外部EAPを導入する場合、企業は外部の専門機関と契約し、従業員のメンタルヘルスに関する支援を委託する必要があります。

EAPを専門とする機関は通常、有資格の専門家などで構成されており、24時間365日対応の電話相談、対面でのカウンセリング、Web上の情報提供など、多岐にわたるサービスを提供しています。企業は導入する前に、具体的なサービス内容やコストなどを比較検討し、自社のニーズや予算に合ったEAPサービスを見極めなければなりません。費用面や労力面からいえば、内部EAPよりも外部EAPの方が導入のハードルは低い傾向にあります。

費用対効果を高めるポイント

EAPを導入するには一定の費用がかかりますが、以下のポイントを押さえた上で導入を進めることで、EAPの費用対効果を高めることが可能です。

導入の目的を明確にする

EAPのサービス内容は多岐にわたるため、導入の際には最初にEAPに何を求めるのかをまず明確にすることが求められます。

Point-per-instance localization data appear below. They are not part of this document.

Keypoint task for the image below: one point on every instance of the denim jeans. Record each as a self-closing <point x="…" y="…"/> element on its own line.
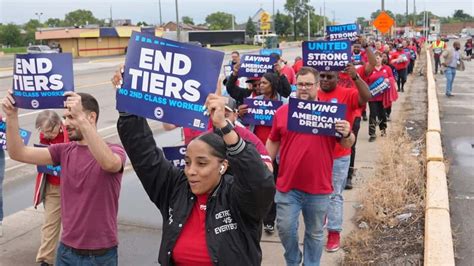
<point x="336" y="201"/>
<point x="314" y="208"/>
<point x="450" y="73"/>
<point x="66" y="257"/>
<point x="2" y="175"/>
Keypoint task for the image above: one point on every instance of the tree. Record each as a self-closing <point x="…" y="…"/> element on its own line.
<point x="460" y="15"/>
<point x="54" y="22"/>
<point x="219" y="21"/>
<point x="10" y="35"/>
<point x="31" y="27"/>
<point x="282" y="24"/>
<point x="250" y="28"/>
<point x="80" y="17"/>
<point x="187" y="20"/>
<point x="298" y="10"/>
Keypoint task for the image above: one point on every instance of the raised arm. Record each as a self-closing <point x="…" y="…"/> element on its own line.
<point x="15" y="146"/>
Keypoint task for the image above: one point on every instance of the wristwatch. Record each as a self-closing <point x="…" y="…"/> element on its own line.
<point x="225" y="130"/>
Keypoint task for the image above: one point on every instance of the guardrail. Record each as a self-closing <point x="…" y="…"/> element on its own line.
<point x="438" y="236"/>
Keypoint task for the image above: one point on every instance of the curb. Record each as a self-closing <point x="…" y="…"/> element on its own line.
<point x="438" y="236"/>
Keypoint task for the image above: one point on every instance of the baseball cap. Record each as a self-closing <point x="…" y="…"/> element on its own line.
<point x="231" y="104"/>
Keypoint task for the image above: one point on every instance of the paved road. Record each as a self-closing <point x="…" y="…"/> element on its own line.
<point x="457" y="122"/>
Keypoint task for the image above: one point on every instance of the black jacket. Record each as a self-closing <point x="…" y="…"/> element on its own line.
<point x="234" y="210"/>
<point x="239" y="94"/>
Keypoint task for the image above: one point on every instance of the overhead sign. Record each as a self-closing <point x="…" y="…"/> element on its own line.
<point x="253" y="66"/>
<point x="168" y="81"/>
<point x="40" y="80"/>
<point x="312" y="117"/>
<point x="342" y="32"/>
<point x="383" y="22"/>
<point x="327" y="55"/>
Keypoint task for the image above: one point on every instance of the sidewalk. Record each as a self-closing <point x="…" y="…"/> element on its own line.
<point x="139" y="244"/>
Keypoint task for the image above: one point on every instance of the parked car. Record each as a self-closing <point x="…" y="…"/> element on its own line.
<point x="38" y="49"/>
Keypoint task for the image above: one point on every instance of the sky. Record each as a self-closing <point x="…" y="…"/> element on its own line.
<point x="344" y="11"/>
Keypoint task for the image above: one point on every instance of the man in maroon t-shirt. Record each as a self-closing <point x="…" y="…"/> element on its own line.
<point x="304" y="179"/>
<point x="91" y="174"/>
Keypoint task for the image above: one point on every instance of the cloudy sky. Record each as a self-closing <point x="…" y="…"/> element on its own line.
<point x="20" y="11"/>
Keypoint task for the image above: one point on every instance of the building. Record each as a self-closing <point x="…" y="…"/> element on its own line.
<point x="86" y="42"/>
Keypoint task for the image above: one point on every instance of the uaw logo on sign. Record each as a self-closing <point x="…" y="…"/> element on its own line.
<point x="24" y="135"/>
<point x="327" y="55"/>
<point x="256" y="65"/>
<point x="168" y="81"/>
<point x="312" y="117"/>
<point x="40" y="80"/>
<point x="343" y="32"/>
<point x="378" y="86"/>
<point x="175" y="155"/>
<point x="260" y="112"/>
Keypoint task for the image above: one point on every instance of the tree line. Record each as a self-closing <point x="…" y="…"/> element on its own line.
<point x="292" y="22"/>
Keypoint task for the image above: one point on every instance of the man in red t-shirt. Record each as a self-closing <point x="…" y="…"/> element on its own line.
<point x="91" y="172"/>
<point x="52" y="131"/>
<point x="353" y="99"/>
<point x="304" y="181"/>
<point x="400" y="61"/>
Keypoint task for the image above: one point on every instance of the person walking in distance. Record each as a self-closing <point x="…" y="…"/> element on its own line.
<point x="47" y="188"/>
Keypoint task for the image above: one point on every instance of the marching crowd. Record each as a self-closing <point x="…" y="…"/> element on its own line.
<point x="237" y="180"/>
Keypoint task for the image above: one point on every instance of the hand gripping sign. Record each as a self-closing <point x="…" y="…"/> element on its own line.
<point x="40" y="80"/>
<point x="378" y="87"/>
<point x="175" y="155"/>
<point x="24" y="135"/>
<point x="327" y="55"/>
<point x="255" y="65"/>
<point x="343" y="32"/>
<point x="168" y="81"/>
<point x="312" y="117"/>
<point x="260" y="112"/>
<point x="48" y="169"/>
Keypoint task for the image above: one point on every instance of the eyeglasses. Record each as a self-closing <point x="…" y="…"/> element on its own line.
<point x="308" y="85"/>
<point x="49" y="132"/>
<point x="325" y="76"/>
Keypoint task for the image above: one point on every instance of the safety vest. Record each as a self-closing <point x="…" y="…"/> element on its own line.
<point x="437" y="49"/>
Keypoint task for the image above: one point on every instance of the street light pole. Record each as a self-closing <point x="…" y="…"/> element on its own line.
<point x="39" y="14"/>
<point x="178" y="31"/>
<point x="159" y="7"/>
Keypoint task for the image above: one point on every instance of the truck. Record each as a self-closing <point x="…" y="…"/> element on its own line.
<point x="217" y="37"/>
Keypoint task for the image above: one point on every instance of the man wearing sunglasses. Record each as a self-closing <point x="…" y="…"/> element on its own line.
<point x="330" y="91"/>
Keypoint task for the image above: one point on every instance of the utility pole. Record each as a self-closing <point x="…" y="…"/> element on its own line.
<point x="111" y="20"/>
<point x="309" y="26"/>
<point x="159" y="8"/>
<point x="406" y="14"/>
<point x="178" y="31"/>
<point x="414" y="13"/>
<point x="324" y="18"/>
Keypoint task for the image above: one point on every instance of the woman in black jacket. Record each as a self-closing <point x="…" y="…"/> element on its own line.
<point x="209" y="217"/>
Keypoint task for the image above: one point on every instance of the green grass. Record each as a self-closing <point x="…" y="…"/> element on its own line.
<point x="236" y="47"/>
<point x="13" y="50"/>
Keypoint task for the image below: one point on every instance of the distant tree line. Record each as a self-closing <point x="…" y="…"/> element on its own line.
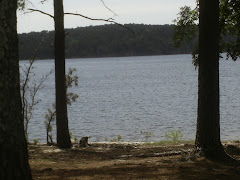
<point x="106" y="41"/>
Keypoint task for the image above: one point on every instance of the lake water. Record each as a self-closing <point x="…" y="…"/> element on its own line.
<point x="124" y="96"/>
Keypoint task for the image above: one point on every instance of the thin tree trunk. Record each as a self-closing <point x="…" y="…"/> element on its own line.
<point x="208" y="120"/>
<point x="13" y="147"/>
<point x="63" y="137"/>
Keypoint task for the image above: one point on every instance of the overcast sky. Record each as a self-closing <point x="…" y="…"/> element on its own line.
<point x="128" y="11"/>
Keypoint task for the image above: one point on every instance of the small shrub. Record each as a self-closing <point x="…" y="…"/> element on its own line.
<point x="35" y="141"/>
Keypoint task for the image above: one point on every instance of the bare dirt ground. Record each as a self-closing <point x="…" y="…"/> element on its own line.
<point x="129" y="161"/>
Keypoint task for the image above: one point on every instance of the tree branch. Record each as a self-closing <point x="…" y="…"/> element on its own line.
<point x="36" y="10"/>
<point x="110" y="20"/>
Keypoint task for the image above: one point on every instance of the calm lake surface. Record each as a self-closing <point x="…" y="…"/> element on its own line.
<point x="124" y="96"/>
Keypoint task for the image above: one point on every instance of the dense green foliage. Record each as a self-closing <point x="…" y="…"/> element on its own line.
<point x="106" y="41"/>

例えば、従業員のメンタル不調やストレスへの対策をしたい、社外に信頼できる相談先を設けたい、あるいは産業医・保健師との連携を強化して従業員の不調の早期発見につなげたいなど、目的はさまざまに考えられるでしょう。こうした目的に応じて、必要となるサービス内容は異なります。導入の目的を明確化すれば、適切なサービスを選びやすくなります。

導入前に評価指標を決めておく

EAP導入の費用対効果を高めるには、評価指標を導入前に定めておくことも重要です。

「従業員のストレスレベルの低下」「離職率の改善」「生産性の向上」など、企業が直面する課題などに応じた具体的な指標を設定しましょう。評価指標が明確であれば、EAPの導入効果を定量的に測ることが可能になり、効果的な運用や改善策の検討へとつなげられます。

会社のニーズに合うサービス形態のものを導入する

EAPサービスの形態やサービス内容は多種多様です。サポートの対応範囲や時間もサービスごとに異なります。したがって、自社が必要とするサポートや予算を明確にした上で、それらに最も適したサービスを選ぶことが大切です。適切なサービス形態を導入することで、従業員の利用率向上や問題解決に大きく寄与します。

まとめ

EAPは従業員のメンタルヘルスケアやハラスメントの防止など、企業にさまざまなメリットをもたらします。導入を検討する際は、自社の課題や目的、予算などの要件を明確にし、内部EAPと外部EAPのどちらを選ぶかも含めて慎重に検討することが重要です。